Wir brauchen weltweite wirtschaftliche Kooperation zum gegenseitigen Vorteil,
sowohl mit den USA als auch mit der Eurasischen Wirtschaftsunion, den BRICS-
Staaten, den Staaten Afrikas und denen des Mercosur und kein Abkoppeln von
China.

Die Bemühungen Chinas um eine engere wirtschaftliche Kooperation mit der EU
werden erfolglos bleiben, wenn sich die EU den globalen Hegemonialinteressen der
USA weiterhin zum eigenen Nachteil unterordnet. Hegemonialbestrebungen,
einseitige Abhängigkeiten und Handelsbeziehungen ohne gegenseitigen Vorteil sind
abzulehnen. Sie widersprechen auch nach Geist und Inhalt den Grundsätzen der
UNO.

Kein friedliches Europa ohne Demokratisierung von Wirtschaft und Gesellschaft. Die
europäische Wirtschaftspolitik muss befreit werden vom „Shareholder Value“ und von
den Vorgaben des neoliberalen Finanzsektors. Europäische Souveränität bedeutet
auch mehr Eigenständigkeit in Hinsicht auf die Kontrolle und Verfügung über digitale
Technologien, Kommunikations- und Zahlungssysteme.

Die internationalistische Politik basiert auf vier Prinzipien: Frieden durch kollektive
(UNO) und gemeinsame Sicherheit, Abrüstung und strukturelle Nichtangriffsfähigkeit.
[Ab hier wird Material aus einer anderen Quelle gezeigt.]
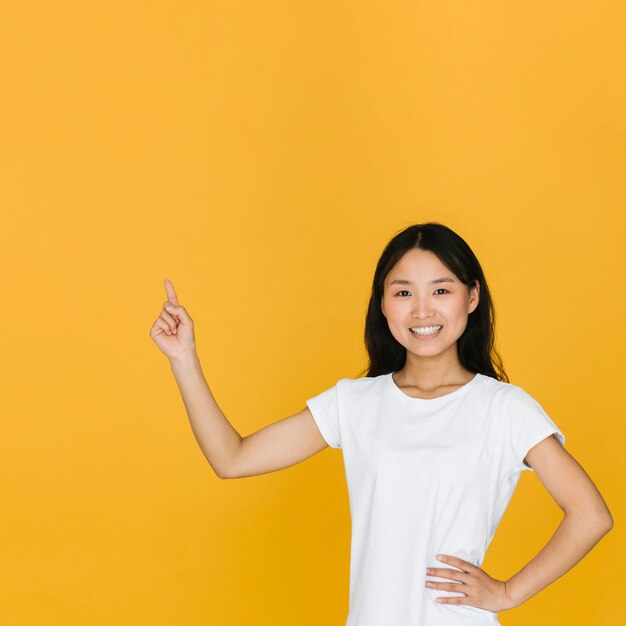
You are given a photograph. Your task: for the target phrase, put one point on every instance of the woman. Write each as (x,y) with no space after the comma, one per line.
(434,439)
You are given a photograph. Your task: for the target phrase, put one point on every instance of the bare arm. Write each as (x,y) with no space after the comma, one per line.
(230,455)
(217,438)
(587,519)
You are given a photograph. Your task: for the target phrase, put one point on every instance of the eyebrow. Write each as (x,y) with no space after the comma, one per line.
(400,281)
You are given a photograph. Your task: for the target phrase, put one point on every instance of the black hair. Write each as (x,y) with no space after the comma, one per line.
(476,346)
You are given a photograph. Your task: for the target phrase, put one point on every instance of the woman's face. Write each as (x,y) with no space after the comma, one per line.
(426,294)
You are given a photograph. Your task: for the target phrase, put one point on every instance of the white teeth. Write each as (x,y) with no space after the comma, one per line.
(426,330)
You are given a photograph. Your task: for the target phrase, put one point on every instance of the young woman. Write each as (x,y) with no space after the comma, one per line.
(434,439)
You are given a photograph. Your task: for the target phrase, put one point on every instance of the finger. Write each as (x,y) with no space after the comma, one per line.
(456,562)
(169,320)
(446,586)
(171,294)
(163,325)
(178,313)
(444,572)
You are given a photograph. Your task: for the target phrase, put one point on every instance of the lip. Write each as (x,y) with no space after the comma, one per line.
(426,337)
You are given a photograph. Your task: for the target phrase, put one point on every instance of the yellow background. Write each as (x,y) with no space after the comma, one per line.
(260,154)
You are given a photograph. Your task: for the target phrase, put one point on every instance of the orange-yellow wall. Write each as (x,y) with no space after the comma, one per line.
(260,154)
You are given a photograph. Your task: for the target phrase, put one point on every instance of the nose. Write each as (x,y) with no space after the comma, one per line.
(421,309)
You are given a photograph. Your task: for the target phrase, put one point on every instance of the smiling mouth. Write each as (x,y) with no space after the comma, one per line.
(426,331)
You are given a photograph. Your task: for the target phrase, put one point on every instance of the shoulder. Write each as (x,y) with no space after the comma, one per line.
(504,391)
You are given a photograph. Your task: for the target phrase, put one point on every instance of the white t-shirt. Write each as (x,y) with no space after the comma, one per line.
(425,477)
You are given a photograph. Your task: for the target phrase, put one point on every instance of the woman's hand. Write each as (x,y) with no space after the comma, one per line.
(480,589)
(173,329)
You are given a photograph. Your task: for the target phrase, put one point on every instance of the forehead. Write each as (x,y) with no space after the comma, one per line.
(419,266)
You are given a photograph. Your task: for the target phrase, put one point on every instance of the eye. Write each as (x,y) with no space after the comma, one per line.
(436,290)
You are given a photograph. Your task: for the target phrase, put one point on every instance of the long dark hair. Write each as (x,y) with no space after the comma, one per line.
(476,346)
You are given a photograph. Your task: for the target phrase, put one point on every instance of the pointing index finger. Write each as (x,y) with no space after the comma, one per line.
(171,294)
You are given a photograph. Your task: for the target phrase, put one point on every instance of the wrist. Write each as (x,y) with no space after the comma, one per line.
(185,362)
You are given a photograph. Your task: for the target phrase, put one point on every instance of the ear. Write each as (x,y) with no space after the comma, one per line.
(474,296)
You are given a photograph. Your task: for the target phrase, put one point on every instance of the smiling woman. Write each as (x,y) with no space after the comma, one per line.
(434,439)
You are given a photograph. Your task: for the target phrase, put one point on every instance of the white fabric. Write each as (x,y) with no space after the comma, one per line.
(424,477)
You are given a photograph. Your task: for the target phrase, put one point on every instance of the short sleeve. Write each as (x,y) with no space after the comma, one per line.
(325,410)
(527,424)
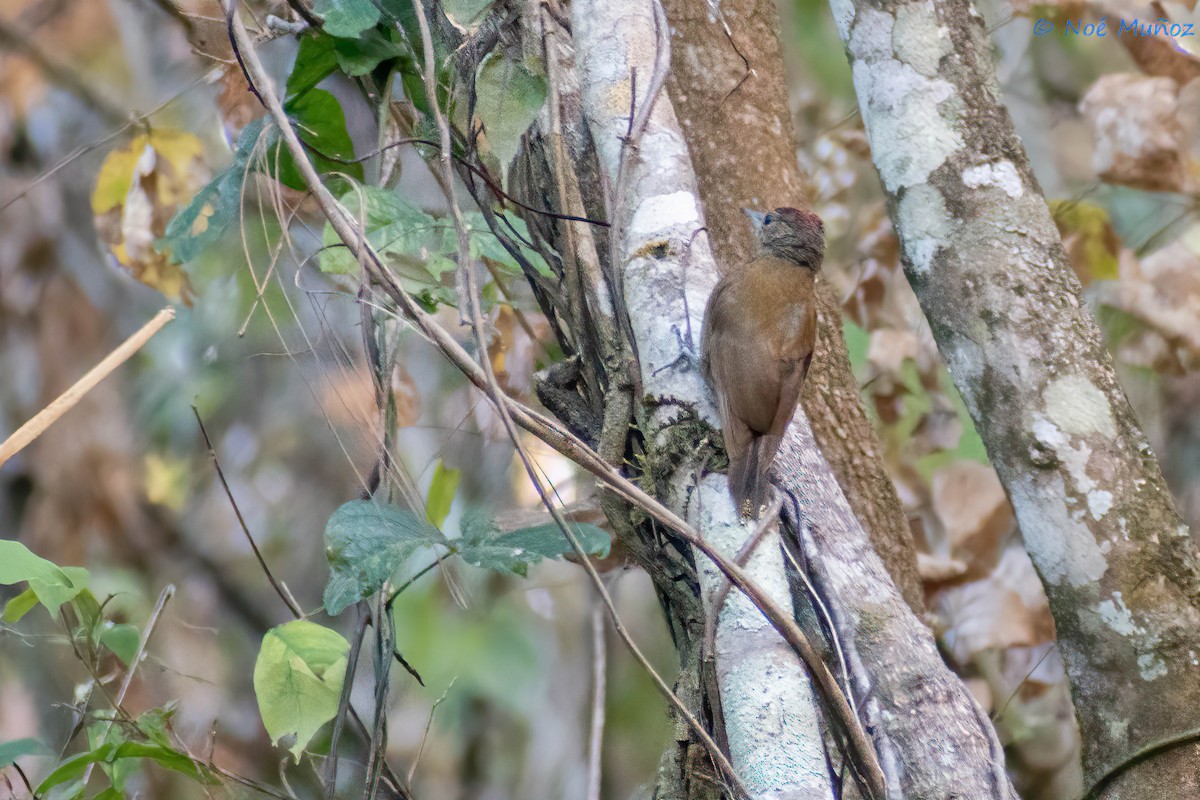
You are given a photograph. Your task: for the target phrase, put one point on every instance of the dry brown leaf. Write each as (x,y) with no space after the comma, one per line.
(934,569)
(1139,138)
(1163,292)
(975,513)
(1005,609)
(1162,56)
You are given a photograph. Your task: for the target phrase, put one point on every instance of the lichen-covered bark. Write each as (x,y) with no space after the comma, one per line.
(934,740)
(666,268)
(739,133)
(984,258)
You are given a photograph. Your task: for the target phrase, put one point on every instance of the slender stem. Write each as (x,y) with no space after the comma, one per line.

Strukturelle Nichtangriffsfähigkeit auf EU-Ebene heißt Austritt der einzelnen
Mitgliedstaaten aus den militärischen Strukturen der NATO, strikte
Verteidigungsdoktrin, absolute Bindung an das Völkerrecht und mithin strikte
Einhaltung des in der UN-Charta fixierten Gewaltverbots in den internationalen
Beziehungen, Einsetzen für Abrüstung, Rüstungskontrolle und Aufgabe von
Atomwaffen.

Längerfristig Ablösung des Nato-Militärbündnisses durch ein eigenständiges,
nationalstaatlich organisiertes europäisches Bündnis- und Verteidigungssystem ohne
die USA. Verteidigungsplanung, Ausrüstung und Struktur der (Teil-)Streitkräfte in den
einzelnen Mitgliedstaaten der EU folgen dem Prinzip struktureller
Nichtangriffsfähigkeit und dem Grundsatz, dass die hoch industrialisierten Staaten letztlich nicht mit militärischen Mitteln, sondern nur gewaltfrei, zivil und sozial zu verteidigen sind. Ein Verteidigungssystem ohne die USA bedeutet deshalb nicht Aufrüstung in Europa, eine EU-Armee oder eine EU-
Atommacht. Die Bundeswehr bleibt eine Parlamentsarmee, deren Einsatz nur mit
Zustimmung des Bundestages möglich ist.

Für ein souveränes Europa ist eine eigenständige, auf den eurasischen Kontinent
gerichtete, Friedens- und Sicherheitsarchitektur unabdingbar. Sie ist auf Grundlage
einer erneuerten und erweiterten OSZE 2.0 ohne USA und Kanada, jedoch mit den
übrigen bisherigen Mitgliedern nach dem Prinzip der gemeinsamen Sicherheit zu
entwickeln. Die bisherige Orientierung der OSZE auf den eurasischen Kontinent ist
um den angrenzenden Mittelmeerraum (Nordafrika, Naher Osten) zu erweitern.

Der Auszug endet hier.